近所の蕎麦屋

 近所の蕎麦屋に行った。昔ながらの蕎麦屋。暖簾はかかっていなかったが、戸を引くと店の中には四人席が四つ、奥には座敷スペースがあった。隅にはテレビがあり、お昼のニュースが流れていた。お客さんは一人。お店の人は店の奥で作業しているようだった。空いている席に座り、献立表と書かれたお品書きに手を伸ばした。漢数字が並んでいる簡素な記載。子供の頃、祖母がよく出前を頼んでいたとんかつ屋のお品書きに似ていた。

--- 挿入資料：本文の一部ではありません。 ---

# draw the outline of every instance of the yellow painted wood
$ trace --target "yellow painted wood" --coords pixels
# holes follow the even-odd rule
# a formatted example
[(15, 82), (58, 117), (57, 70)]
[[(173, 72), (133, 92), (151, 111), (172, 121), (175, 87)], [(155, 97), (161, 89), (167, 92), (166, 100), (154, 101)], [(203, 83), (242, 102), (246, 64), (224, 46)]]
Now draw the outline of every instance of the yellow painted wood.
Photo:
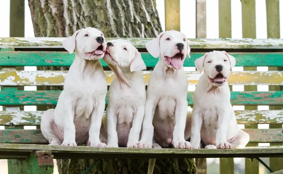
[[(241, 0), (242, 3), (242, 28), (243, 38), (256, 37), (255, 29), (255, 0)], [(244, 67), (244, 70), (256, 70), (256, 68)], [(256, 86), (244, 86), (245, 91), (257, 91)], [(257, 107), (245, 106), (245, 109), (257, 109)], [(257, 125), (245, 125), (245, 128), (257, 128)], [(247, 146), (254, 145), (248, 144)], [(257, 160), (253, 162), (246, 159), (245, 163), (245, 173), (258, 174), (259, 163)]]
[(206, 37), (206, 0), (196, 0), (196, 38)]
[[(266, 22), (268, 38), (280, 38), (280, 25), (279, 0), (266, 0)], [(282, 70), (282, 67), (271, 67), (269, 70)], [(280, 90), (279, 86), (270, 86), (270, 91)], [(282, 106), (269, 106), (269, 109), (282, 110)], [(282, 125), (270, 124), (269, 128), (282, 128)], [(282, 143), (271, 143), (271, 146), (282, 145)], [(269, 166), (274, 171), (283, 169), (283, 158), (270, 158)]]
[[(67, 71), (0, 71), (0, 85), (61, 86)], [(147, 84), (152, 71), (143, 71)], [(115, 77), (112, 71), (105, 71), (108, 85)], [(196, 85), (201, 74), (199, 71), (186, 71), (189, 85)], [(283, 85), (283, 71), (244, 71), (231, 72), (228, 79), (230, 85)]]
[(164, 0), (165, 30), (180, 30), (180, 1)]

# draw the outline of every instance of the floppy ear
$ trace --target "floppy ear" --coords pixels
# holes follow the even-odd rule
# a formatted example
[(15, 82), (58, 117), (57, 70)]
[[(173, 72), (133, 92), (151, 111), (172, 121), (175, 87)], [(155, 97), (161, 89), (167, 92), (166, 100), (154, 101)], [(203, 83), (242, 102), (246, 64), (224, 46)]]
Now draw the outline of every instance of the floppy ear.
[(197, 59), (195, 61), (195, 66), (197, 70), (201, 72), (202, 71), (202, 69), (203, 68), (204, 59), (208, 53), (208, 52), (206, 53), (204, 55)]
[(159, 48), (159, 41), (160, 38), (164, 34), (165, 31), (162, 32), (156, 38), (148, 41), (146, 44), (146, 50), (154, 57), (158, 57), (160, 54)]
[(187, 51), (187, 55), (190, 58), (191, 58), (191, 56), (190, 55), (190, 53), (191, 52), (191, 47), (189, 45), (189, 41), (187, 39), (187, 47), (188, 50)]
[(136, 55), (131, 63), (130, 70), (131, 72), (133, 72), (141, 71), (146, 69), (146, 66), (142, 58), (142, 55), (137, 49), (136, 49)]
[(229, 61), (230, 61), (230, 66), (231, 67), (230, 70), (232, 71), (232, 68), (236, 65), (236, 59), (230, 55), (228, 54), (228, 53), (225, 51), (222, 51), (222, 52), (226, 55), (229, 59)]
[(74, 52), (76, 47), (76, 37), (79, 32), (80, 30), (76, 31), (71, 36), (67, 37), (62, 41), (64, 48), (69, 52), (70, 54)]

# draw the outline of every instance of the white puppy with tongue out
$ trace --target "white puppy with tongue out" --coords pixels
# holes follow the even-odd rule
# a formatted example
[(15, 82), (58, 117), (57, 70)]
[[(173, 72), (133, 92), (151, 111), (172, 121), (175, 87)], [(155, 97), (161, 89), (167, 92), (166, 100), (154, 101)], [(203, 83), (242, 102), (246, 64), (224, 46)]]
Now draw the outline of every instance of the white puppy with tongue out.
[(207, 52), (195, 62), (204, 73), (196, 87), (192, 116), (191, 143), (199, 148), (201, 140), (205, 148), (243, 148), (248, 134), (237, 124), (230, 102), (227, 80), (235, 66), (233, 56), (225, 51)]
[(190, 57), (188, 41), (182, 33), (171, 30), (162, 32), (146, 46), (159, 60), (148, 82), (138, 147), (158, 148), (172, 144), (175, 148), (190, 148), (187, 141), (191, 136), (188, 82), (183, 66), (186, 56)]

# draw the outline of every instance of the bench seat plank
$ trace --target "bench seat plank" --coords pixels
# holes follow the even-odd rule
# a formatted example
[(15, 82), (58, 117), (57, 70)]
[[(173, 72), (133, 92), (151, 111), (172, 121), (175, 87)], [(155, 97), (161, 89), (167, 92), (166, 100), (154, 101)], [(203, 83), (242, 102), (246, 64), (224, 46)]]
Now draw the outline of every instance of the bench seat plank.
[[(191, 58), (186, 59), (184, 67), (195, 66), (195, 61), (205, 52), (191, 52)], [(148, 67), (155, 66), (158, 59), (148, 52), (141, 52), (142, 57)], [(283, 53), (229, 52), (237, 61), (236, 66), (283, 66)], [(67, 52), (1, 51), (0, 66), (70, 66), (75, 59), (75, 53)], [(108, 66), (102, 59), (102, 66)]]
[[(64, 37), (0, 38), (0, 48), (63, 48)], [(107, 42), (128, 42), (137, 48), (145, 48), (146, 44), (153, 38), (106, 38)], [(188, 39), (191, 48), (211, 49), (282, 49), (283, 40), (280, 39)]]
[[(250, 143), (283, 143), (283, 129), (245, 129)], [(0, 130), (0, 143), (47, 144), (40, 129)], [(282, 144), (283, 145), (283, 144)]]
[[(147, 85), (152, 71), (142, 71)], [(115, 77), (112, 71), (104, 71), (108, 85)], [(61, 86), (68, 71), (0, 71), (0, 86)], [(202, 74), (199, 71), (186, 71), (188, 85), (196, 85)], [(283, 71), (231, 72), (228, 81), (231, 85), (283, 85)]]
[[(0, 143), (2, 155), (24, 156), (35, 151), (51, 151), (54, 159), (185, 158), (221, 157), (254, 158), (283, 157), (283, 146), (209, 149), (99, 148)], [(4, 157), (6, 157), (4, 156)]]
[[(0, 91), (0, 105), (55, 105), (61, 91)], [(188, 92), (188, 104), (193, 104), (194, 93)], [(108, 95), (106, 99), (108, 103)], [(283, 105), (283, 91), (233, 91), (233, 105)]]
[[(0, 126), (39, 126), (44, 111), (0, 111)], [(282, 124), (283, 110), (235, 110), (238, 124)], [(104, 113), (105, 115), (105, 113)]]

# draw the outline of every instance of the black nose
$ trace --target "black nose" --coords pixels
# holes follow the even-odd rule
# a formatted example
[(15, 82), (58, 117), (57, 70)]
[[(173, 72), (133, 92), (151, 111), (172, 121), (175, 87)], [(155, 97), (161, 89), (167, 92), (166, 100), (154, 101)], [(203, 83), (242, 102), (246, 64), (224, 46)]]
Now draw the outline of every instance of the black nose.
[(111, 42), (107, 42), (107, 44), (106, 44), (106, 45), (107, 45), (108, 46), (114, 46), (114, 45), (113, 45), (113, 44), (112, 44)]
[(217, 65), (215, 66), (215, 69), (216, 70), (216, 71), (221, 72), (223, 70), (223, 66), (221, 65)]
[(104, 42), (104, 39), (103, 37), (99, 36), (96, 38), (96, 41), (97, 42), (101, 44)]
[(182, 43), (178, 43), (176, 44), (176, 46), (177, 46), (177, 49), (180, 50), (180, 52), (184, 49), (184, 44)]

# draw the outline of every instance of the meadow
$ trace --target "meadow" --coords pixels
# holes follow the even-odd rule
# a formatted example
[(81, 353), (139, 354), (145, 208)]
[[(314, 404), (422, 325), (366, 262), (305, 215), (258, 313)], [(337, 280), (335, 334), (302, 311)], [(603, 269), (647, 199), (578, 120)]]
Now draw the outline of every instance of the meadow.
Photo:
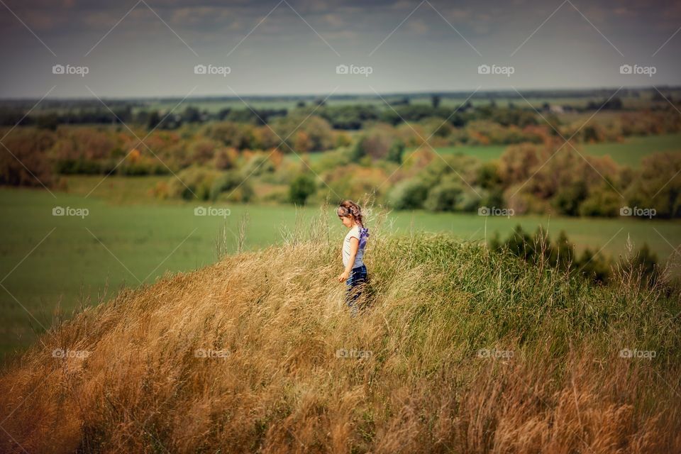
[[(460, 153), (475, 156), (481, 161), (487, 162), (498, 159), (508, 145), (460, 145), (458, 147), (436, 147), (438, 153), (443, 155)], [(662, 134), (628, 137), (620, 142), (585, 143), (581, 145), (581, 153), (586, 155), (609, 155), (620, 165), (637, 167), (641, 160), (646, 156), (657, 153), (676, 152), (681, 148), (681, 134)], [(577, 148), (580, 150), (580, 148)], [(414, 151), (414, 148), (410, 151)], [(319, 159), (318, 153), (311, 153), (311, 162)], [(321, 155), (319, 153), (319, 155)]]
[[(97, 304), (123, 286), (137, 287), (166, 272), (185, 272), (214, 263), (218, 245), (228, 253), (281, 243), (318, 214), (319, 208), (290, 205), (216, 204), (229, 215), (195, 216), (211, 206), (158, 201), (150, 188), (165, 177), (110, 177), (89, 197), (100, 177), (72, 177), (70, 192), (0, 190), (0, 296), (3, 344), (7, 353), (23, 348), (52, 323), (56, 308), (70, 314), (82, 305)], [(55, 206), (86, 208), (84, 217), (54, 216)], [(244, 240), (239, 229), (247, 216)], [(330, 211), (330, 236), (343, 231)], [(660, 262), (681, 243), (681, 221), (582, 218), (548, 216), (510, 218), (470, 214), (394, 211), (385, 228), (397, 235), (412, 231), (445, 232), (465, 240), (502, 238), (520, 224), (534, 231), (540, 224), (552, 236), (565, 230), (577, 250), (585, 247), (616, 256), (630, 238), (636, 248), (647, 243)], [(22, 307), (23, 306), (23, 307)], [(23, 309), (26, 308), (26, 310)], [(26, 311), (31, 312), (29, 315)]]
[(681, 449), (678, 289), (379, 227), (353, 319), (328, 221), (57, 317), (0, 375), (0, 450)]

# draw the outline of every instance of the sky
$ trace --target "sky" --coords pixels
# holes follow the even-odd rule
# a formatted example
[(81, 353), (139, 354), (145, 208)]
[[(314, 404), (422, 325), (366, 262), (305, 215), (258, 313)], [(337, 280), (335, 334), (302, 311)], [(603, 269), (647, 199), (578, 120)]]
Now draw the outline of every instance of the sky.
[(658, 0), (0, 0), (0, 98), (680, 85), (680, 29)]

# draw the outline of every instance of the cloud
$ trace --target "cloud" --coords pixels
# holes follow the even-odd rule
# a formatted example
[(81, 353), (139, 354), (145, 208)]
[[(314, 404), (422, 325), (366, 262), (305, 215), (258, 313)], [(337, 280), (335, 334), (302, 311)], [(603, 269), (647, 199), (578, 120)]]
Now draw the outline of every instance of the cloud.
[(406, 25), (407, 30), (417, 35), (425, 35), (430, 31), (430, 27), (423, 21), (423, 19), (411, 18), (408, 21)]

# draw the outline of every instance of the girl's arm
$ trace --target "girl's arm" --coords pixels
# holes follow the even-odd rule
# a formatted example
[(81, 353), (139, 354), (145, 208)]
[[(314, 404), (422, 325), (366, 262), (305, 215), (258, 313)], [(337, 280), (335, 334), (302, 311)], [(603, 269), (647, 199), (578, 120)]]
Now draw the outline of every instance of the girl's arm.
[(350, 272), (355, 265), (355, 258), (357, 257), (357, 251), (360, 250), (360, 240), (358, 238), (352, 237), (350, 238), (350, 258), (348, 260), (348, 265), (345, 271), (338, 276), (338, 282), (342, 282), (350, 277)]

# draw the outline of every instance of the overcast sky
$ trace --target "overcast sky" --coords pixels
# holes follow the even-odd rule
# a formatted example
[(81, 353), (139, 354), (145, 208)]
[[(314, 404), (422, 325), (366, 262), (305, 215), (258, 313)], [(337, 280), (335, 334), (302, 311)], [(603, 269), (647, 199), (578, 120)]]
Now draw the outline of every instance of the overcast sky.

 蕎麦、うどんなどの一品物は一千円弱、天麩羅や丼ものがセットになると一千円を超えるようだ。暖かいうどんに惹かれながらも天ざるを頼んだ。この店は、初老のおじさん二名と年配のお爺さんで切り盛りしているようだ。店の前にはカブがあり、出前も対応しているようだ。私が店に入ってからも注文の電話が何度か鳴った。私の前方には冷蔵ケースがあり、ラガービール、ソフトドリンク、清酒のような瓶があった。置いてある清酒の銘柄が知りたかったが、お品書きに記載はなかった。
 自家製の蕎麦、つゆは美味しかった。天麩羅の油は重くなく、身体に負担なく食べることができた。蕎麦が美味しいと蕎麦以外の食べ物も気になってきた。また時間を見つけて訪れてみようと思った。